Спустя три дня пути Иноземцев не выдержал и опять стал подбираться к исправнику с вопросами: что за сюрприз был да чего ожидали-то среди поля? Но тот сразу принимался нервно дрожать, белеть и кричать, мол, отвечать ему на глупые вопросы будет начальник Департамента полиции или даже сам государь.
Вот так и доехали до чугунки, до нижегородского вокзала, так и до Москвы, а следом и до Петербурга добрались. Росла в душе Ивана Несторовича тревога. А когда на перроне в столице встретил их нахмуренный и насупленный Заманский с толпой чиновников в синих мундирах, понял Иноземцев, что пощады ждать нечего — влип по самые уши.
С Николаевского вокзала тотчас же на Гороховую, в охранку повезли. Теперь Иноземцев не через парадное крыльцо попал внутрь, а через узенькую, незаметную с улицы дверцу, и сразу в тюремную камеру временного содержания. Закрыли в комнате с серыми стенами и продержали несколько часов. После выпустили, провели уже знакомыми анфиладами и лестницами в кабинет Заманского, велели изложить в деталях все произошедшее с ним — Иваном Несторовичем Иноземцевым — с момента отбытия из Бюловки до сегодняшнего дня. При допросе присутствовал и Делин. Он стоял за плечом Заманского, заложив руки за спину, насупив брови. Был и чиновник, что бесцеремонно выпроводил когда-то Иноземцева, явившегося просить за Лаврентия Михайловича, — оказался он помощником начальника отделения по охранению безопасности, к нему обращались, величая Георгием Аркадьевичем.
Иноземцев говорил, опустивши голову. Ему было невообразимо неловко рассказывать о подверженности приступам самого настоящего сумасшествия. Слово за слово, он все больше начинал осознавать, что стал жертвой собственных фантазий. Необъяснимые доселе моменты вдруг обросли причинами и пояснениями.
Например, как оказался ключ от клетки с гиеной у него в комнате? Иноземцев ведь все хотел сходить в зоосад, но откладывал. Видимо, в одно из своих бессознательных ночных состояний и совершил визит к клетке с животным, выкрал ключ, поводок, а потом вернулся домой и, сложив похищенное на столе, лег спать. Наутро, конечно же, ни о чем не помнил. А гиена действительно оказалась именно что из зоосада — за несколько дней она занемогла, ее сочли мертвой и тело вынесли на неохраняемый участок, отведенный под кладбище животных, земле не предали, может, по причине того, что шкурку хотели снять, или еще по какому-то собственному почину, та и сбежала. Что уж говорить о видениях, в которых пестрели образы зловещего бюловского чудовища, бедной утопленницы, летающие белые «нечто», голоса — все это лишь плод фантазий сумасшедшего, разум которого, известно, способен искажать зримую действительность в угоду собственным иллюзиям, все больше и больше в них увязая, как в трясине.
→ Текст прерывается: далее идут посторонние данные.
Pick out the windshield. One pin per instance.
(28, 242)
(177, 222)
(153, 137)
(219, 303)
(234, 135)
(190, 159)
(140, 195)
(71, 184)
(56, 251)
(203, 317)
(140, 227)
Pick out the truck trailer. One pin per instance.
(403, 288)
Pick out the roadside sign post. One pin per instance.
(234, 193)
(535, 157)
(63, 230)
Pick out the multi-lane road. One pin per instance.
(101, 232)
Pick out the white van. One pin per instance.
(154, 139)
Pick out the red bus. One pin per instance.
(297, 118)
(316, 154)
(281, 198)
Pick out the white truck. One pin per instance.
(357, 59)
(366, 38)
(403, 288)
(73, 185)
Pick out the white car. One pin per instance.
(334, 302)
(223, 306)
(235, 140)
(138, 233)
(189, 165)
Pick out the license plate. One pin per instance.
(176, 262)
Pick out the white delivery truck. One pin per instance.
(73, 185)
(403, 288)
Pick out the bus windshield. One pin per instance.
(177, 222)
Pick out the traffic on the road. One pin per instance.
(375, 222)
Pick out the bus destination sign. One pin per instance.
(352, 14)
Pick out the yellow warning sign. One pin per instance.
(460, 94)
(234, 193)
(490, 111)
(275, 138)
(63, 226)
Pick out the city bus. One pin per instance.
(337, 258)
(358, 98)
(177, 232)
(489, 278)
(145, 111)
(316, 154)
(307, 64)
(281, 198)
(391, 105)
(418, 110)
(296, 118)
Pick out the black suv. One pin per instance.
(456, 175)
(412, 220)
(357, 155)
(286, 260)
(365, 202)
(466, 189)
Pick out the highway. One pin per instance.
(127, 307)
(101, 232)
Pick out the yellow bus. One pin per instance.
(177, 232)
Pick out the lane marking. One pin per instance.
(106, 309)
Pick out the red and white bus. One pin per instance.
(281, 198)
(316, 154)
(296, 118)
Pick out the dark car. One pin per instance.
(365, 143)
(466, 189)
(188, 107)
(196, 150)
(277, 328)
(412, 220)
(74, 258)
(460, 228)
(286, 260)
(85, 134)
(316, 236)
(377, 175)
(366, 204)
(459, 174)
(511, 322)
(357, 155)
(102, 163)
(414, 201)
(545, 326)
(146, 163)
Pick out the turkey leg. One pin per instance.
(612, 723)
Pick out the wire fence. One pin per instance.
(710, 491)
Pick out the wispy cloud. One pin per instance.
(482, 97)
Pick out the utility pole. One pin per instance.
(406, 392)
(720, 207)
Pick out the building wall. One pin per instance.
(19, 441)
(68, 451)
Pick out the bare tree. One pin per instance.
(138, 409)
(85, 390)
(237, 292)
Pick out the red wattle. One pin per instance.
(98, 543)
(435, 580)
Иван Несторович рассказывал, то и дело прерывая нить повествования, дабы дать собственные ремарки произошедшему, сдабривая их медицинскими терминами, прибегая к помощи то одного известного труда по психиатрии, то другого. Сам себе ставил диагноз, тотчас его подтверждая.
Чиновники слушали, ни разу его не прервав, и особенно были внимательны, когда Иноземцев объяснял свое поведение с точки зрения постигшей его dementia paranoids.
На следующий день отвели к Секеринскому.
Ознакомившись с делом, Петр Васильевич попросил Иноземцева повторить свою историю в присутствии Ивана Яковлевича Дункана — старшего врача полиции. Тот уместился в уголке, заложив ногу на ногу, и теребил меж пальцами оправу пенсне. Иван Несторович сидел у письменного стола начальника охранки, гипнотизируя пол и иногда поглядывая на сухонького господина Дункана в пенсне, рассказывал, как было прошено.
Петр Васильевич да и полицейский доктор не смогли скрыть своего удивления и долго потом беседовали шепотом с Заманским и Делиным — решали, обсуждали, спорили.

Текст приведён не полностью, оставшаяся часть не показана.